Steward laughed at that.
Brighid Fimple arrived with my breakfast, and it was a while before we talked anymore.
He wiped his mouth and stood, dropping a fifty cent piece on the bar.
“You headed back out to the Snake,” I asked.
“Never again. But he’ll know your about before morning’s out,” he said, eyeing Brighid Fimple across the room.
“Good, maybe he’ll send some more boys in to call on me.”
Curly Stewart laughed with that. “Doubt it. He’s got a man with a new peg leg being fitted, and are already short some other hands as I hear you know well. I imagine he’ll wait for you to come calling.”
“Ain’t he the clever one,” I said.
“He is that, Slade. Put some holes in his silk shirt for me, you get the chance.” He tipped his hat, and walked out.
“Good luck, Curly,” I called after him, and he waved over his shoulder.
Polkinghorn came back to where I sat and collected the four bits off the bar.
“You have any idea what they did with the boy, Angel Sanchez?” I asked the tall barman.
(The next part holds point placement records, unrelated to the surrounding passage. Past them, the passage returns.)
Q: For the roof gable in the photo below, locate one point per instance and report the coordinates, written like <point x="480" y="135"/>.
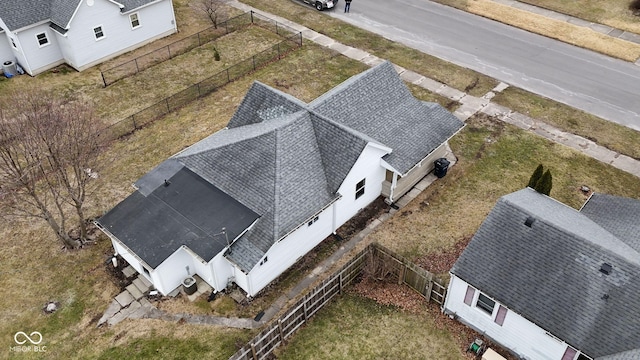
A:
<point x="284" y="160"/>
<point x="18" y="14"/>
<point x="617" y="215"/>
<point x="550" y="272"/>
<point x="377" y="103"/>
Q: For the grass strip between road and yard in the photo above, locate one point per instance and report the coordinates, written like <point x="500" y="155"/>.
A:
<point x="608" y="134"/>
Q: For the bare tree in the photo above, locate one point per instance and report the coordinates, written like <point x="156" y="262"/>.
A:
<point x="49" y="150"/>
<point x="214" y="9"/>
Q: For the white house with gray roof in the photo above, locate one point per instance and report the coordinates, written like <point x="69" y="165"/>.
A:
<point x="41" y="34"/>
<point x="247" y="202"/>
<point x="550" y="282"/>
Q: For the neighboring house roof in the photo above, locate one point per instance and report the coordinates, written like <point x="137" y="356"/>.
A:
<point x="379" y="105"/>
<point x="617" y="215"/>
<point x="550" y="272"/>
<point x="18" y="14"/>
<point x="281" y="159"/>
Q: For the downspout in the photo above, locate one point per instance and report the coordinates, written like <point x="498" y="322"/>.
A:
<point x="394" y="183"/>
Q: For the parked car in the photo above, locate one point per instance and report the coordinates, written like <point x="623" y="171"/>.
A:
<point x="322" y="4"/>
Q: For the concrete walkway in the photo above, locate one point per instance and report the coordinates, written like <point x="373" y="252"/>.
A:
<point x="133" y="305"/>
<point x="470" y="105"/>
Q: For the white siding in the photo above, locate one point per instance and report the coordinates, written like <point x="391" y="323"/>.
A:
<point x="169" y="275"/>
<point x="517" y="333"/>
<point x="35" y="59"/>
<point x="6" y="54"/>
<point x="368" y="167"/>
<point x="82" y="50"/>
<point x="285" y="253"/>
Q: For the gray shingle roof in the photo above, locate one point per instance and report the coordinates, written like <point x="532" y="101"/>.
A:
<point x="21" y="13"/>
<point x="378" y="104"/>
<point x="620" y="216"/>
<point x="285" y="161"/>
<point x="549" y="272"/>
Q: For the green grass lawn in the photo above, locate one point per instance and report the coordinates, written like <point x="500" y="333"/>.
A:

“The judge cut him loose,” he said.
“The hell you say.”
“I say. The judge sent him packing before he left town. I imagine the boy was headed back to Roland Henderson’s place. Wentworth and Dillon was mad as hell about it.”
I sighed deeply, relieved that the boy was okay. “Anybody been watching the McGregor’s place since they’ve been gone?”
“Pointer’s had a boy going out there to feed and water the stock.”
I paid up, tipped my hat, and headed for the livery. Phinias still had the McGregor’s wagon and team, and helped me harness up. Stopping at Pointer’s store, I collected a number of items Lizzy told me he’d been holding for me, including my traps, my Sharps, my Winchester, and my two LeMat revolvers. My Army Colt and my stubby saber were on my belt when I was delivered to the docs, so I was pretty well whole again. Pointer informed me the gray was in the pasture at McGregor’s, and Angel had left my tack in the barn.